Migrating from Kong to middleBrick

Kong operates as an API gateway and control plane, enforcing policies, routing, and transformations for runtime traffic. middleBrick is a black-box API security scanner that analyzes design-time posture by submitting read-only requests to an endpoint and reporting risk across 12 categories aligned to OWASP API Top 10. The two tools solve different problems: Kong manages live traffic; middleBrick surfaces misconfigurations and exposures before deployment.

• Kong manages authentication, rate limiting, and request transformation at the edge.
• middleBrick maps findings to compliance frameworks such as PCI-DSS 4.0, SOC 2 Type II, and OWASP API Top 10.
• Kong runtime metrics complement middleBrick design-time risk scores, but findings are not directly comparable.

Before migrating, extract declarative configuration and entities from Kong to preserve context for documentation and future audits. Use Kong Admin API calls to capture services, routes, plugins, and certificates. Store responses as version-controlled files to enable reconstruction in the new workflow.

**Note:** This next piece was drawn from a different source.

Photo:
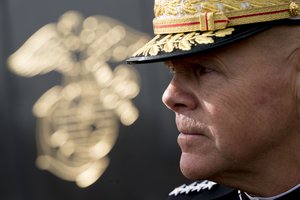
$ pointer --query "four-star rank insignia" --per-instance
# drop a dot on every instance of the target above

curl -s -X GET http://kong:8001/services --header "Content-Type: application/json" | jq '.' > kong_services.json
curl -s -X GET http://kong:8001/routes --header "Content-Type: application/json" | jq '.' > kong_routes.json
curl -s -X GET http://kong:8001/plugins --header "Content-Type: application/json" | jq '.' > kong_plugins.json

Note that plugin configurations containing sensitive references (e.g., key-auth credentials) will appear in clear text; rotate any exposed keys after export. These artifacts do not include runtime traffic or historical scan data, which middleBrick does not ingest.

middleBrick does not ingest Kong logs or metrics, so historical security findings must be re-established through new scans. Start by inventorying all public and internal endpoints from your exported routes and services, then submit each base URL to the middleBrick scanner using the CLI or dashboard.

To keep CI wired during the transition, retain existing Kong pipelines while adding a middleBrick stage in parallel. Run middlebrick scan <url> in your GitHub Action or CI job; fail the build only when the score drops below your chosen threshold. This approach avoids an all-at-once policy change while you validate the new toolchain.

• Use the same endpoint list from Kong exports to ensure coverage parity.
• Configure email or Slack alerts in the Pro tier to notify owners of new findings.
• Track score trends over time to measure security posture independent of traffic policies.

After migrating from Kong, you will lose runtime insights such as live request rates, latency distributions, and Kong-specific plugin metrics. middleBrick fills visibility gaps by providing design-time risk scores, prioritized findings, and mapping to compliance frameworks, but it does not replace operational telemetry.

Security coverage shifts from runtime enforcement to early detection of issues like JWT misconfiguration, IDOR, sensitive data exposure, and LLM-specific injection probes. Because the scanner is read-only, it will not block malicious requests; treat its output as a checklist for hardening before deployment.

• No active blocking or request modification in middleBrick.
• No storage of customer payloads or personal data beyond scan reports.
• Continuous monitoring can resurface drifted configurations after code or dependency changes.

If your Kong setup uses authenticated admin access, replicate the same constraints in middleBrick by leveraging authenticated scanning only for the domain owner. Domain verification via DNS TXT or a well-known HTTP file ensures that credentials are used by the rightful owner. Configure header allowlists to forward only Authorization, X-API-Key, Cookie, and X-Custom-* headers during scans.

middleBrick stores scan results and metadata; customer data is deletable on demand and purged within 30 days of cancellation. It does not use scan data for model training or share findings externally. For high-stakes audits, supplement scanner output with human-led penetration testing to address business logic risks not covered by automated checks.